Percussion over the healthy lung elicits a sound, which varies in different parts of the chest, but which has the general characters of what is known as pulmonary resonance. It is rather a full and low-pitched note; it extends on the right side from just above the clavicle to the upper border of the sixth rib, over the whole of the sternum, on the left side from above the

clavicle to the upper border of the fourth rib internal to the nipple, and down to the sixth rib, where it passes into the resonance of the stomach. In the right lateral region it extends from the axilla to a horizontal line cutting the eighth rib in the mid-axillary line; on the left side the axillary resonance is limited below by the upper border of the ninth rib. Posteriorly, the chest is resonant from the apices to the lower border of the eleventh rib on the left side, and to its upper border on the right side. The resonance extends a finger's breadth lower than these limits on deep inspiration. The fullness and loudness of the note are most marked in the second intercostal spaces in front, and over the infra-scapular region behind. Over the clavicle and sternum it is less full, and of higher pitch; and over the supra-spinous fossæ the note is often deficient, especially in very muscular or fat people. Along the fifth right intercostal space corresponding to the liver along the third left intercostal space, and for a finger's breadth running vertically just within the left nipple, and along the eighth left space above the spleen, the percussion note is less resonant, and approaches the want of resonance below these levels: it is called transitional dullness.

The healthy percussion note is due to vibration of the chest-walls and of the columns of air in the lung beneath the point struck. The percussion note is variously modified in disease by alterations of the tissue of the lung. The intensity of the note is diminished by solidification of the lung substance. There is then said to be impairment of resonance, or dullness. The intensity is increased by the lung-tissue becoming more open in structure, and less finely spongy. This happens in emphysema, and the note is called hyper-resonant.

The pitch of the note is raised by an increase of tension in the chest-wall, by an increase of tension in the lung-tissue, and by a less length of the underlying air columns. It is of course lowered by the converse conditions. It frequently happens that diminution of intensity coincides with elevation of pitch, when the solidification of a portion of the lung shortens the columns of vibratile air under the part percussed.

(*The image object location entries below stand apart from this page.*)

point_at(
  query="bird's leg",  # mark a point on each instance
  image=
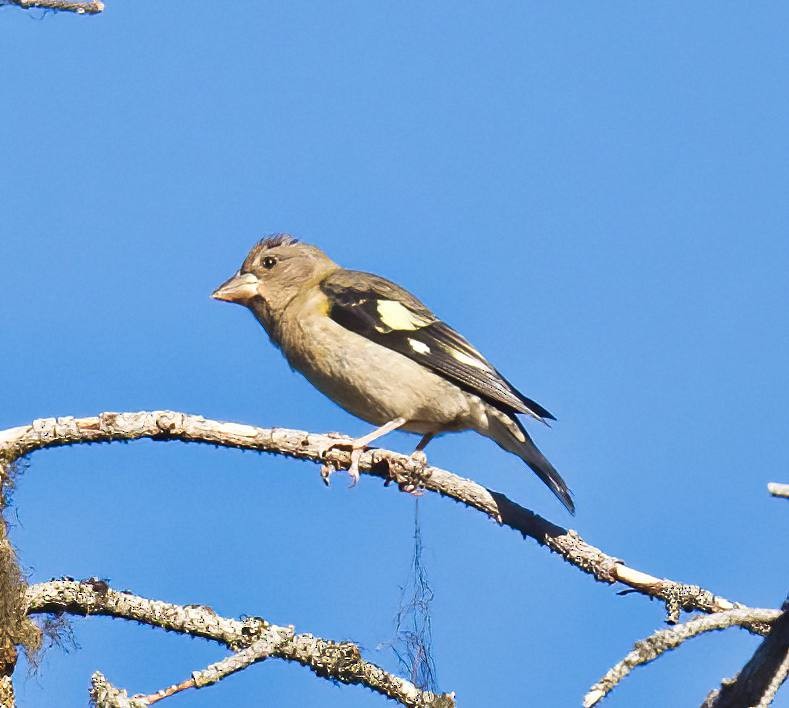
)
(359, 444)
(420, 463)
(418, 455)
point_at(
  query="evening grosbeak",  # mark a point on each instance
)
(378, 352)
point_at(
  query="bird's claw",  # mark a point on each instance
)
(329, 468)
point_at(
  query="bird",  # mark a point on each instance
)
(381, 354)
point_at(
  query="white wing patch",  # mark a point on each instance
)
(398, 317)
(418, 347)
(464, 358)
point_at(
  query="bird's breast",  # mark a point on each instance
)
(367, 379)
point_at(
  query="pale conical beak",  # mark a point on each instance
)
(241, 288)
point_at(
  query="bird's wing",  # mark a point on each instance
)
(387, 314)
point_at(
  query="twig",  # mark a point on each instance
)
(168, 425)
(337, 661)
(778, 490)
(663, 640)
(762, 676)
(80, 8)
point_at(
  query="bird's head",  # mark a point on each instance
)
(275, 271)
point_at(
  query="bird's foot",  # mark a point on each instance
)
(340, 440)
(412, 487)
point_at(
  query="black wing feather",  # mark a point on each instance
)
(355, 303)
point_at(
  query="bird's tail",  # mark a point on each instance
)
(510, 434)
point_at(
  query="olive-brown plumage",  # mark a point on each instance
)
(377, 351)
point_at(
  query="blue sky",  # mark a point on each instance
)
(595, 194)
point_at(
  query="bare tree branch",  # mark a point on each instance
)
(168, 425)
(664, 640)
(762, 676)
(778, 490)
(80, 8)
(254, 639)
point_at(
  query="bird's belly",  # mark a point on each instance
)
(373, 382)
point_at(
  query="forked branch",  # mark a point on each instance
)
(252, 640)
(168, 425)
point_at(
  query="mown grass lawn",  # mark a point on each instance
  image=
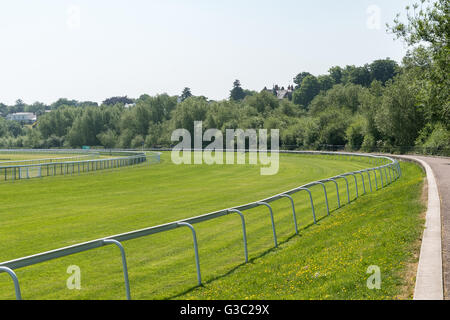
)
(43, 214)
(331, 260)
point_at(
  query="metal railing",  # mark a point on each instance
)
(389, 165)
(51, 168)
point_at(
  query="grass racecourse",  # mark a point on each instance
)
(325, 261)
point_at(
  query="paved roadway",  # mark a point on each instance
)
(441, 169)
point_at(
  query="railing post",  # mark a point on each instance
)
(337, 190)
(368, 176)
(124, 264)
(197, 259)
(243, 231)
(326, 197)
(348, 190)
(15, 280)
(293, 210)
(362, 178)
(356, 184)
(312, 203)
(273, 222)
(381, 177)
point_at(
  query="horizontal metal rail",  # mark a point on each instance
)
(120, 159)
(8, 266)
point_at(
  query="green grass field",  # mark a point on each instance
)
(327, 260)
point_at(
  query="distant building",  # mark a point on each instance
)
(24, 117)
(281, 93)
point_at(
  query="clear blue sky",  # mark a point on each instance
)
(92, 50)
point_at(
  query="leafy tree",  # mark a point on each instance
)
(299, 78)
(308, 90)
(108, 138)
(336, 74)
(383, 70)
(185, 94)
(116, 100)
(428, 23)
(400, 117)
(237, 93)
(326, 82)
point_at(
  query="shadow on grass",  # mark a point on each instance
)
(266, 252)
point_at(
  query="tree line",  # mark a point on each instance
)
(381, 106)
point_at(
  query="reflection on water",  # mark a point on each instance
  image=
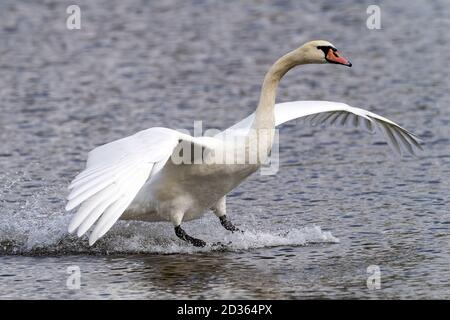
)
(136, 64)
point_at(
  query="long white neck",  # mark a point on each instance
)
(264, 114)
(263, 128)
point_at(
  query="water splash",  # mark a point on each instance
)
(43, 238)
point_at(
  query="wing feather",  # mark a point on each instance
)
(330, 113)
(114, 174)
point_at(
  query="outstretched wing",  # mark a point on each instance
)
(326, 112)
(114, 174)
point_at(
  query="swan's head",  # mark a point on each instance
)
(321, 51)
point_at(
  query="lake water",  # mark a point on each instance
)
(341, 201)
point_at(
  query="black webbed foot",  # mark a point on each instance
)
(227, 224)
(184, 236)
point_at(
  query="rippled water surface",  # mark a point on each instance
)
(339, 203)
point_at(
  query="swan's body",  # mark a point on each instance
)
(136, 178)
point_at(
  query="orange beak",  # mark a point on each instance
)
(333, 56)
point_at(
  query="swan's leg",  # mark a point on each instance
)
(220, 210)
(176, 217)
(184, 236)
(227, 224)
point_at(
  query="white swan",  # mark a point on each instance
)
(136, 177)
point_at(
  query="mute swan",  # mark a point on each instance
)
(133, 178)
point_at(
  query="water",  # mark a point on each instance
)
(340, 202)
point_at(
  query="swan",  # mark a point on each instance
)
(137, 177)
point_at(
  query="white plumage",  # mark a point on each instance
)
(133, 178)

A tympanitic or drum-like note is often obtained very similar to that which may be obtained by percussing the distended stomach. This is a purer note than the normal percussion-note, and is due to vibrations taking place in a single large unbroken space. It occurs over the large cavities of phthisis, and in pneumothorax, where one pleural cavity is distended with air. A somewhat similar note, but higher-pitched, is heard over the upper part of the lung in cases of pleuritic effusion occupying the lower half or two-thirds of the chest. It is known as Skodaic resonance, and is probably due to partial compression, relaxing the tissue of the lung, and thus giving it, so far as vibrations are concerned, some of the characters of a large continuous cavity.